Verklaart het onder 1 en 2 bewezen verklaarde strafbaar, kwalificeert dit als hiervoor vermeld en verklaart de verdachte strafbaar.
Veroordeelt de verdachte tot een gevangenisstraf voor de duur van 15 (vijftien) maanden.
Bepaalt dat de gevangenisstraf niet ten uitvoer zal worden gelegd, tenzij de rechter later anders mocht gelasten omdat de verdachte zich voor het einde van een proeftijd van 2 (twee) jaren aan een strafbaar feit heeft schuldig gemaakt.
Veroordeelt de verdachte tot een taakstraf voor de duur van 240 (tweehonderdveertig) uren, indien niet naar behoren verricht te vervangen door 120 (honderdtwintig) dagen hechtenis.

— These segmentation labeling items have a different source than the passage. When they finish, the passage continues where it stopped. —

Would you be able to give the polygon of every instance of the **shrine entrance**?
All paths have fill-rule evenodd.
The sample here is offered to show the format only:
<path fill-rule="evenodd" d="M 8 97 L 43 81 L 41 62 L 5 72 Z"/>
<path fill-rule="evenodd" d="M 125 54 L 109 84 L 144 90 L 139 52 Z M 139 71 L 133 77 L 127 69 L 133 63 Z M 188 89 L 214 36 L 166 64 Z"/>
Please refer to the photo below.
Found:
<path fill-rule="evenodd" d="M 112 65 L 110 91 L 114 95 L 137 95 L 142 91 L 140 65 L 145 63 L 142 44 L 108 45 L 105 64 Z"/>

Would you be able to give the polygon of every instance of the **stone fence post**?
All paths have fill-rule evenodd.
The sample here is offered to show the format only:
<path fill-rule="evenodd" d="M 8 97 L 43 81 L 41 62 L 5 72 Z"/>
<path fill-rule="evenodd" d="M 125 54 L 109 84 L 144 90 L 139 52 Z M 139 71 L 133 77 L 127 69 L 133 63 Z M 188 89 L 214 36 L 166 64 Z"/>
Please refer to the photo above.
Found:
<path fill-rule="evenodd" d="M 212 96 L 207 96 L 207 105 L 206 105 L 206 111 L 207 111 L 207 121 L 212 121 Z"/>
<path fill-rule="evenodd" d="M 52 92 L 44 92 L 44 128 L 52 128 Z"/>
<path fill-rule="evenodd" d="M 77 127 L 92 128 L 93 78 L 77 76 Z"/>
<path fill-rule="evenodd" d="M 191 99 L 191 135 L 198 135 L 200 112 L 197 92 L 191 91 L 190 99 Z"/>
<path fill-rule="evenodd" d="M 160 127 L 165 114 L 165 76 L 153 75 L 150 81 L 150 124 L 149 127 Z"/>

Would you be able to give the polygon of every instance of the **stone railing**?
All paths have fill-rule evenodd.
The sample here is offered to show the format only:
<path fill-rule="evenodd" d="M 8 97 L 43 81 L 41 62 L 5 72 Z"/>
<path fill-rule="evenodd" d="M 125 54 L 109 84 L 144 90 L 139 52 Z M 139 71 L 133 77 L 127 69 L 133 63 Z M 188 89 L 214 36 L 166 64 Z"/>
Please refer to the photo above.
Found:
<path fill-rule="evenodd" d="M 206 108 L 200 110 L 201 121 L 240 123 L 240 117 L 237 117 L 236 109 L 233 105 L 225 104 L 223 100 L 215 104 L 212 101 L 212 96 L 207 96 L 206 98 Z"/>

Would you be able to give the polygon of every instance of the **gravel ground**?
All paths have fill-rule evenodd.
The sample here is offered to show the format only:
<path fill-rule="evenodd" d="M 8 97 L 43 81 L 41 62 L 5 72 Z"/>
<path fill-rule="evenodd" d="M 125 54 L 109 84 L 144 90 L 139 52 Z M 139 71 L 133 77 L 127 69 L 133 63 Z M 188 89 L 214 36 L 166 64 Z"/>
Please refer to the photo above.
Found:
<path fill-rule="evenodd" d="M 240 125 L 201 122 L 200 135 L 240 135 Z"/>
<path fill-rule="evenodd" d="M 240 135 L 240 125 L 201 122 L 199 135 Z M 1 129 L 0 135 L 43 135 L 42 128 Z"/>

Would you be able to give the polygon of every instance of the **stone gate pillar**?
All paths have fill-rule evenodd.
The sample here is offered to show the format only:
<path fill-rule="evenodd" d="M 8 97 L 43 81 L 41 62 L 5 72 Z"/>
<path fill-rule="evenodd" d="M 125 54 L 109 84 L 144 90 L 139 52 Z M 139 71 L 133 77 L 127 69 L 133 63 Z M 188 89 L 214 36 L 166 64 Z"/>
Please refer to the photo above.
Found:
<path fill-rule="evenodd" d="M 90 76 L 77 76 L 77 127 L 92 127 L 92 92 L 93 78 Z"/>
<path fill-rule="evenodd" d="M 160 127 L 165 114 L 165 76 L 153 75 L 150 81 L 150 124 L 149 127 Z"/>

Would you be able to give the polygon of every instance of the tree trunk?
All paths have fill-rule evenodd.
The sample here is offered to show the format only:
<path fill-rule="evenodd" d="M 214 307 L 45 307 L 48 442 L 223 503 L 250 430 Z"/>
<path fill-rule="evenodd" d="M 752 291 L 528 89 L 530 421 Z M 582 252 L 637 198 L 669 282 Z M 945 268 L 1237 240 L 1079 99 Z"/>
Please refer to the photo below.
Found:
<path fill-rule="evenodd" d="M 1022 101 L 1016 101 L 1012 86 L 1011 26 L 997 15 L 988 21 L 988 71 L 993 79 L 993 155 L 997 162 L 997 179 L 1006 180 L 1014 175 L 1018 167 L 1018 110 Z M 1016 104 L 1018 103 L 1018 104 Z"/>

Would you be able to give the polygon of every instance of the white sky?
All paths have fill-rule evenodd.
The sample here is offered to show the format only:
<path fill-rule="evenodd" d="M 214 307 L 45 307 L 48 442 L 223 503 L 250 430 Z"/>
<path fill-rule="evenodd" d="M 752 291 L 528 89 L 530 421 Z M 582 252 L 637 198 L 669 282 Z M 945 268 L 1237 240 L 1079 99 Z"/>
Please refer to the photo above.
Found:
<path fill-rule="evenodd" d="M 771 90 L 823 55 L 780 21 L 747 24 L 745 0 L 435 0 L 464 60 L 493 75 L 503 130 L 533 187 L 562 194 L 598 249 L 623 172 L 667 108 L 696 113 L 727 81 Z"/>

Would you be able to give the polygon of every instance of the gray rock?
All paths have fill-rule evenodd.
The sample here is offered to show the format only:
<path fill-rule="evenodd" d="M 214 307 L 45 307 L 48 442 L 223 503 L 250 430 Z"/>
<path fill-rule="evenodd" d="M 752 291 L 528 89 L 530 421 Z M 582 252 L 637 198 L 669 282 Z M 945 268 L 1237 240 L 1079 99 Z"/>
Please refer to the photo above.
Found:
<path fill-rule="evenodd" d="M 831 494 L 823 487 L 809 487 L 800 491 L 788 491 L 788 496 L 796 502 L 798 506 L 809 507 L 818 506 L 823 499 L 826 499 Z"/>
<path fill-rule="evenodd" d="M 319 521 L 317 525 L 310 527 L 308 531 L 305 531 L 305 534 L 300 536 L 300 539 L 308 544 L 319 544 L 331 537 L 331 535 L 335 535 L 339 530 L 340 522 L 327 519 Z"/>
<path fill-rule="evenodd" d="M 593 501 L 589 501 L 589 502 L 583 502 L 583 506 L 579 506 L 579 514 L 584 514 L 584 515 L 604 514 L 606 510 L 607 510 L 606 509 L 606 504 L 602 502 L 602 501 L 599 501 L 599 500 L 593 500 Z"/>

Beveelt dat de tijd die door de verdachte vóór de tenuitvoerlegging van deze uitspraak in enige in artikel 27, eerste lid, van het Wetboek van Strafrecht bedoelde vorm van voorarrest is doorgebracht, bij de uitvoering van de opgelegde taakstraf in mindering zal worden gebracht, volgens de maatstaf van twee uren taakstraf per in voorarrest doorgebrachte dag, voor zover die tijd niet reeds op een andere straf in mindering is gebracht.
Aldus gewezen door
mr J.A.W. Lensing, voorzitter,
mr P. van Kesteren en mr P.H.A.J. Cremers, raadsheren,
in tegenwoordigheid van mr L. Gereke, griffier,
en op 4 februari 2013 ter openbare terechtzitting uitgesproken.